Je prendrai appui sur cette remarque, qui oppose positivité et négativité, pour conclure sur ce qui me semble être le prolongement philosophique le plus intéressant de cet ouvrage, qui en fait aussi un livre de philosophie morale et politique. On y retrouve de manière nouvelle et inattendue une thèse classique notamment méditée par Hegel dans ses Principes de la philosophie du droit, mais plus récemment élucidée par la réflexion fondée sur la théorie freudienne : l’énonciation de la norme en termes positifs de prescription ou d’autorisation ou encore de permission est profondément contraire à la liberté ; il est plus libérateur d’interdire que d’autoriser. Sans interdit et sans rapport conflictuel et négatif à la loi, la liberté se retourne en fardeau.
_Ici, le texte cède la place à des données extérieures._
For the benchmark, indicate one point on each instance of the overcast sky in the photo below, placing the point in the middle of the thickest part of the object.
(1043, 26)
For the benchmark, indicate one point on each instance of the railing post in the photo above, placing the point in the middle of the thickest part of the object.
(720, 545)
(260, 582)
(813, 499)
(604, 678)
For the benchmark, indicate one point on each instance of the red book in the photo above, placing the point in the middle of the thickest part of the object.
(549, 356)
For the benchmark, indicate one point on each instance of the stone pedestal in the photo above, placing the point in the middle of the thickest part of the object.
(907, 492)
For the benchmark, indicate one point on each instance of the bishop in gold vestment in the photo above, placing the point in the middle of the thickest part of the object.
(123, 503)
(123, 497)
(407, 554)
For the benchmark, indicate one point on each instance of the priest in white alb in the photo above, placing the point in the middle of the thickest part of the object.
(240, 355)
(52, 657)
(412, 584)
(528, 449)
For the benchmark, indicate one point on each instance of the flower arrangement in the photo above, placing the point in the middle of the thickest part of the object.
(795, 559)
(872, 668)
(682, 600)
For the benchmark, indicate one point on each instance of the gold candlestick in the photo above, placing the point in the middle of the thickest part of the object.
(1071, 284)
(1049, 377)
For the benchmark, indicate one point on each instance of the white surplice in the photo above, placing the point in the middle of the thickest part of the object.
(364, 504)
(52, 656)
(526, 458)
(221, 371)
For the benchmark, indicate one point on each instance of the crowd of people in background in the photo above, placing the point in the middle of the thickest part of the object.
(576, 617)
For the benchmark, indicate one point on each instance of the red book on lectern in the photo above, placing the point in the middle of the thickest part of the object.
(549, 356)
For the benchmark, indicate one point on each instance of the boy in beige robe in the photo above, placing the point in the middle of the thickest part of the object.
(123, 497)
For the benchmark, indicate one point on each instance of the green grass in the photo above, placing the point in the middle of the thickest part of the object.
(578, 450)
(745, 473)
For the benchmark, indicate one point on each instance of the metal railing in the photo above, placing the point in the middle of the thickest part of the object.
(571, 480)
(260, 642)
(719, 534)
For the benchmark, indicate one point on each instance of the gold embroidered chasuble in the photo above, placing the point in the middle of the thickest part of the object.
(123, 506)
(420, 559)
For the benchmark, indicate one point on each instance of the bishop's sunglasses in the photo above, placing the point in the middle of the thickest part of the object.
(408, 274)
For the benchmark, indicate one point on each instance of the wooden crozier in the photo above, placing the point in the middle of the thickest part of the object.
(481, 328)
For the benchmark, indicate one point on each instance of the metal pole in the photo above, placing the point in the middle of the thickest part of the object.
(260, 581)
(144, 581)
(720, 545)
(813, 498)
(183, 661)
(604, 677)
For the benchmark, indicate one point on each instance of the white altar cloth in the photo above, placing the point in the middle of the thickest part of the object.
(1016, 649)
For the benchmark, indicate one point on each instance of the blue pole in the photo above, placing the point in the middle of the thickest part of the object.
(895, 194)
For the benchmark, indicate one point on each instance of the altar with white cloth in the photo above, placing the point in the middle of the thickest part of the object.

Or on voit ici comment cette thèse se noue étroitement à la question de l’art, en tant que celui-ci pose le problème de l’existence d’un monde fictif, et comment par conséquent esthétique et morale s’entrecroisent. De même que l’abolition de toute limite entre monde ordinaire et monde fictif tend à l’extension infinie d’une hyperréalité qui rend tout point de fuite impossible et toute position critique inaccessible ou vaine, de même la transgression, dès qu’elle est traduite en prescription, efface la loi et tue l’effet de liberté qu’elle était censée produire. Nathalie Heinich propose en ce sens quelques pages très fortes sur ce qu’elle appelle « le paradoxe de la permissivité » (p. 338 et suiv.). Elle rejoint par là quelques réflexions actuelles – je pense surtout aux psychanalystes4 – sur un inquiétant phénomène contemporain d’aplanissement des différents mondes sans lesquels il n’y a pas de vie humaine, mondes fondés nécessairement sur des fonctions séparatrices. Ces mondes, qui rendent la vie respirable en même temps que pathétique, s’estompent sous les coups de boutoir de la permissivité et fusionnent en un univers indéfini, un bric-à-brac lisse où l’omniprésence du sexe abolit la sexualité, où l’omniprésence de l’humanitaire abolit l’humanité, où il est mal vu d’avoir une autre passion que celle des droits de l’homme et celle de la féroce charité (c’est-à-dire où l’on ne peut s’enthousiasmer que pour la réalité telle qu’elle est), où la génuflexion obligée envers le prochain récuse la reconnaissance critique du semblable, où la communauté abolit la cité, où la condition humaine se résorbe en machine neuronale, où la transparence des cœurs verrouille tout recul en le rendant suspect5. Le règne sans partage du permis, du positif, de la transparence, de l’univocité, rend les gens fous car il ne leur laisse d’autre choix que celui, impossible, de se libérer de leur propre liberté.

 

Notes

1 – Voir le détail et la réponse de Nathalie Heinich à ses détracteurs pétitionnaires : http://revuelimite.fr/tribune-nathalie-heinich-contre-la-meute.
Article de Libération sur le sujet http://www.liberation.fr/debats/2017/07/09/sociologie-et-homophobie-un-prix-et-une-discorde_1582689  

2 – Le Verrier prédit la présence de Neptune pour l’observateur, mais Neptune existait néanmoins avant cette prédiction . Ce serait une erreur, dit Pascal (préface au Traité du vide) « de croire que la vérité a commencé d’être au temps qu’elle a commencé d’être connue ».

3 –  Voir l’ouvrage de Françoise Héritier Les Deux sœurs et leur mère, Paris : O. Jacob, 1994 qui offre un choix exemplaire de procédures rigoureuses de falsification autour d’une hypothèse, et dont on s’étonne qu’il n’ait pas davantage retenu l’attention des historiens des sciences.

4 – Voir notamment Elisabeth Roudinesco Pourquoi la psychanalyse ? Paris : Fayard, 1999.

5 – Je m’appuie ici sur la lecture comparée des grands critiques du théâtre, notamment Nicole (Traité de la comédie), Bossuet (Maximes et réflexions sur la comédie) et bien sûr J.-J. Rousseau (Lettre à d’Alembert sur les spectacles). Voir l’article Bossuet, Nicole et Rousseau

© Catherine Kintzler, Mezetulle, 2006 et 2017.